Capivariano
- Full name: Capivariano Futebol Clube
- Nicknames: Capi Leão da Sorocabana (Sorocabana's Lion)
- Founded: 12 October 1918 (107 years ago)
- Ground: Arena Capivari
- Capacity: 7,314
- Owner: Osvaldo Agustinho Riccomini
- President: Jorge Pagotto
- Head coach: Elio Sizenando
- League: Campeonato Paulista
- 2025 [pt]: Paulista Série A2, 1st of 16 (champions)
- Website: http://capivarianofc.com.br
| Home colors | Away colors |

= Capivariano Futebol Clube =

Association football club in Brazil

Capivariano Futebol Clube, commonly referred to as Capivariano, is a Brazilian professional association football club based in Capivari, São Paulo.

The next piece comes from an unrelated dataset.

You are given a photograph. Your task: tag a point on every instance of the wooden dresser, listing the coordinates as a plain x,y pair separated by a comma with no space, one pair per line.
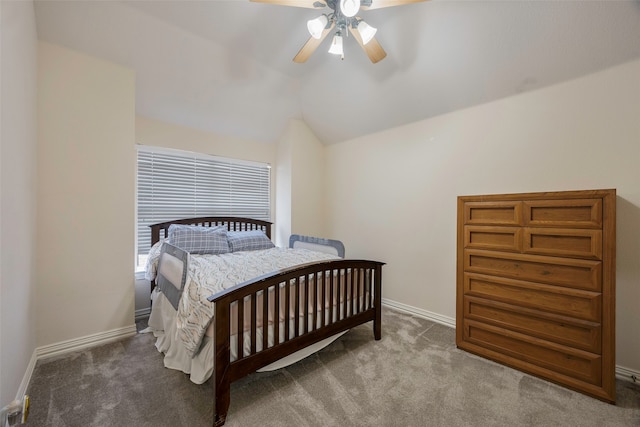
536,285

The team competes in the Campeonato Paulista, the top tier of the São Paulo state football league.

== Current squad ==

| No. | Pos. | Nation | Player |
|---|---|---|---|
| — | GK | BRA | Guilherme Nogueira |
| — | GK | BRA | Matheus Teixeira |
| — | GK | BRA | Tiago Henrique |
| — | DF | BRA | Lailton |
| — | DF | BRA | Leonan |
| — | DF | BRA | Lucas Dias (on loan from Figueirense) |
| — | DF | BRA | Octávio |
| — | DF | BRA | Wendel Lomar |
| — | DF | BRA | Diogo Mateus (on loan from Operário Ferroviário) |
| — | DF | BRA | Marcos Moser |
| — | DF | BRA | Tarcísio |
| — | MF | BRA | Bruno Silva |
| — | MF | BRA | João Victor Balão |
| — | MF | BRA | Ricardo Cerqueira |

| No. | Pos. | Nation | Player |
|---|---|---|---|
| — | MF | BRA | Tiaguinho |
| — | MF | BRA | Vinicius Guedes |
| — | MF | BRA | Carlos Eduardo |
| — | MF | BRA | Cassinho |
| — | MF | BRA | Ravanelli |
| — | FW | BRA | Daniel Baianinho (on loan from Inter de Lages) |
| — | FW | BRA | Felipe Azevedo |
| — | FW | BRA | Leandrinho |
| — | FW | BRA | Matheus Guilherme |
| — | FW | BRA | Mike |
| — | FW | BRA | Rigley |
| — | FW | BRA | Rodolfo |
| — | FW | BRA | Vinícius Popó |

===Out on loan===

| No. | Pos. | Nation | Player |
|---|---|---|---|

==History==
The club was founded on 12 October 1918. Capivariano won the Campeonato Paulista Série A3 in 1984 and the Campeonato Paulista Série A2 in 2014. The team's main rivals are Paulínia FC and Primavera EC.

==Honours==
- Campeonato Paulista Série A2
  - Winners (2): 2014, 2025
- Campeonato Paulista Série A3
  - Winners (2): 1984, 2023

==Stadium==
Capivariano Futebol Clube play their home games at Arena Capivari (old Estádio Municipal Carlos Colnaghi).